Specifically, \(2500\) block images were randomly selected from the data set of general non-smoke. Given these \(2500\) general non-smoke, \(2500\) heavy smoke, and \(2500\) light smoke image blocks, separation experiments were performed and the proposed feature \(SC\) was extracted. For our comparative evaluation, \(LBP\), \(LBP_S\) and \(LBP_C\) were also extracted as texture feature. The classification accuracies are reported in Table 2. Similar to the binary classification case, among all the four features the highest accuracy is observed when using the proposed feature \(SC\). It is also noted that, for ternary classification of heavy smoke, light smoke, and general non-smoke, the features \(LBP_S\), \(LBP_C\) and \(SC\) extracted based on the separated components still outperform \(LBP\). For clarity, the confusion matrix for ternary classification based on \(SC\) is shown in Table 3. As can be noticed, most non-smoke can be differentiated from heavy smoke and light smoke.

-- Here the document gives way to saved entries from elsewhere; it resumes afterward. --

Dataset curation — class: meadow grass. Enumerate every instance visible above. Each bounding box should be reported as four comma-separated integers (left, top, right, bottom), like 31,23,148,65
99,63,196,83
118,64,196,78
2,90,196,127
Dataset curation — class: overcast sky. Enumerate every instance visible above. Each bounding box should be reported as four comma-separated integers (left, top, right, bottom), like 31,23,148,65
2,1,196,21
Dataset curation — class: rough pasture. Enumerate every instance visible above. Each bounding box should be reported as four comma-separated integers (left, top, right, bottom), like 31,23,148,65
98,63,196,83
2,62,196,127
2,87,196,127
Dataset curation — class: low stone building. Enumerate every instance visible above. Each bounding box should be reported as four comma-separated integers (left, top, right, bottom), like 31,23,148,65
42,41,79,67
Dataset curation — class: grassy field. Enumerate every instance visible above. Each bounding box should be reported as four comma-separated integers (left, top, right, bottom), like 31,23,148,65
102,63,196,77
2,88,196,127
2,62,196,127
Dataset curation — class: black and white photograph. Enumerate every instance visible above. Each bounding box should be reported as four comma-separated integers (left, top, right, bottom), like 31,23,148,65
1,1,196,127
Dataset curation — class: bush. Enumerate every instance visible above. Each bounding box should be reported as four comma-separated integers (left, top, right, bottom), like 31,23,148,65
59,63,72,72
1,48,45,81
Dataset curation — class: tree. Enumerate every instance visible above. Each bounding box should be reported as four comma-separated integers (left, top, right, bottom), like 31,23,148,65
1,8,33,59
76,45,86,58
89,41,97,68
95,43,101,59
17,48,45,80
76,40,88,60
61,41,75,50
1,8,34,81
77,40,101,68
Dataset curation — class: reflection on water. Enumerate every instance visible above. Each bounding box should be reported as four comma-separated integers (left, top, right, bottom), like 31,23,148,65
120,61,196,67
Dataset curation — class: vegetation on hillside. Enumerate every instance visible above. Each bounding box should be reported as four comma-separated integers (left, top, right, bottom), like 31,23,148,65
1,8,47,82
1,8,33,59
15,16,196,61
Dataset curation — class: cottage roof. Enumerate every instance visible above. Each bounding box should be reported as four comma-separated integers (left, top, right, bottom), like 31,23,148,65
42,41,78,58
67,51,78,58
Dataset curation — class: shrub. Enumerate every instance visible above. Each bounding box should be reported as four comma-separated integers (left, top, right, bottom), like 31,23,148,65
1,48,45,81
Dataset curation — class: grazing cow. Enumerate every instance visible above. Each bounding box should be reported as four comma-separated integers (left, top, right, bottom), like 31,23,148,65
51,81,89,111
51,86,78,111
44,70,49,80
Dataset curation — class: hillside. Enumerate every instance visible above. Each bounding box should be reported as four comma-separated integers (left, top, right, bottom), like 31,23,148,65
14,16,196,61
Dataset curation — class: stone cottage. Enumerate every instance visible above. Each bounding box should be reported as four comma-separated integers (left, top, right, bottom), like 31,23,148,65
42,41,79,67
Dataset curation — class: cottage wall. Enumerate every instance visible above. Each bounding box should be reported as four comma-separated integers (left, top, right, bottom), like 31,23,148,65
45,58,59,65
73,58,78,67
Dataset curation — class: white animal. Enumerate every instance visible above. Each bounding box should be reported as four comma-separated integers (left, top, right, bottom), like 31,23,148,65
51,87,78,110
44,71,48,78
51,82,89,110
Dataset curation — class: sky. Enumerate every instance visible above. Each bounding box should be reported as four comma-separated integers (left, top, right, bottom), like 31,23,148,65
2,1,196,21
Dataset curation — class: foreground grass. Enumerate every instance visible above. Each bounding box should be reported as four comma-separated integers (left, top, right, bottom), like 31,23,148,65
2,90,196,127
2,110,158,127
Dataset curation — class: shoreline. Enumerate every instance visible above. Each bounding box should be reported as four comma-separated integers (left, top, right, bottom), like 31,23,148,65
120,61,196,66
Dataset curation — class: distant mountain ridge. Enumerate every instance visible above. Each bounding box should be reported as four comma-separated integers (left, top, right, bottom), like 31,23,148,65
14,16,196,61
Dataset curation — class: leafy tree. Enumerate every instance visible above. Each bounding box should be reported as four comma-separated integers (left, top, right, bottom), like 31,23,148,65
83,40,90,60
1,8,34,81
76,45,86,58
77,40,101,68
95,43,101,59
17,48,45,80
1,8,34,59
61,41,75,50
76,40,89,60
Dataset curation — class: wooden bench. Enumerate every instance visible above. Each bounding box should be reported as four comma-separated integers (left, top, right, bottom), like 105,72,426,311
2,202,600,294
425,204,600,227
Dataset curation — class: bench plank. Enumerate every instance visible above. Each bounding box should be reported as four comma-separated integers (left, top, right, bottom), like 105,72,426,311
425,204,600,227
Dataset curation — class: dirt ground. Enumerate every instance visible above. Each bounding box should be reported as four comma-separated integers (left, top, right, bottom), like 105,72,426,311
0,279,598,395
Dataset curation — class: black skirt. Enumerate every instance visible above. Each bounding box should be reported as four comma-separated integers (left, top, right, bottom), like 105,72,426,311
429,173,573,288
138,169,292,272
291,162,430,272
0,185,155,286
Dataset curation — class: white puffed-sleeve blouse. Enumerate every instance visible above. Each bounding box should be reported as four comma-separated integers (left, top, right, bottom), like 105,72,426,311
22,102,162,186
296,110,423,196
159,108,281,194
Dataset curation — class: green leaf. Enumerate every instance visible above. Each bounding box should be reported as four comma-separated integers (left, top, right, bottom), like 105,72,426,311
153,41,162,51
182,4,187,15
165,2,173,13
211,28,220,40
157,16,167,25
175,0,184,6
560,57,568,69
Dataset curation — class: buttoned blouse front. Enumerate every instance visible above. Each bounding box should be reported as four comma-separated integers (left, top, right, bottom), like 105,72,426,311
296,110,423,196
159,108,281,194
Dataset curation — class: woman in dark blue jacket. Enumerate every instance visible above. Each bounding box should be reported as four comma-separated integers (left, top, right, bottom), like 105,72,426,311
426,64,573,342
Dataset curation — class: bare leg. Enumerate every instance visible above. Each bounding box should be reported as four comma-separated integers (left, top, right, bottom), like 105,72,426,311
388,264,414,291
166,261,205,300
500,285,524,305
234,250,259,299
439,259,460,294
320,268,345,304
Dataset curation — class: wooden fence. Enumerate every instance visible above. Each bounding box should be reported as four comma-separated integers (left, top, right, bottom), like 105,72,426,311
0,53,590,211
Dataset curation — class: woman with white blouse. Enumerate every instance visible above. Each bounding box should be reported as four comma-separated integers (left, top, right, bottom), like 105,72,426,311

The main misclassification occurs between heavy smoke and light smoke.

Table 2. Accuracies for ternary classification of heavy smoke, light smoke, and general non-smoke (\(LBP\): extracted from the original image block \(\mathbf {f}\); \(LBP_S\): extracted from the quasi-smoke component \(\mathbf {D_sy_s}\) only; \(LBP_C\): extracted from both the quasi-smoke component \(\mathbf {D_sy_s}\) and the quasi-background component \(\mathbf {D_by_b}\) and then concatenated).

Table 3. Confusion matrix for ternary classification of heavy smoke, light smoke, and general non-smoke based on the proposed feature \(SC\).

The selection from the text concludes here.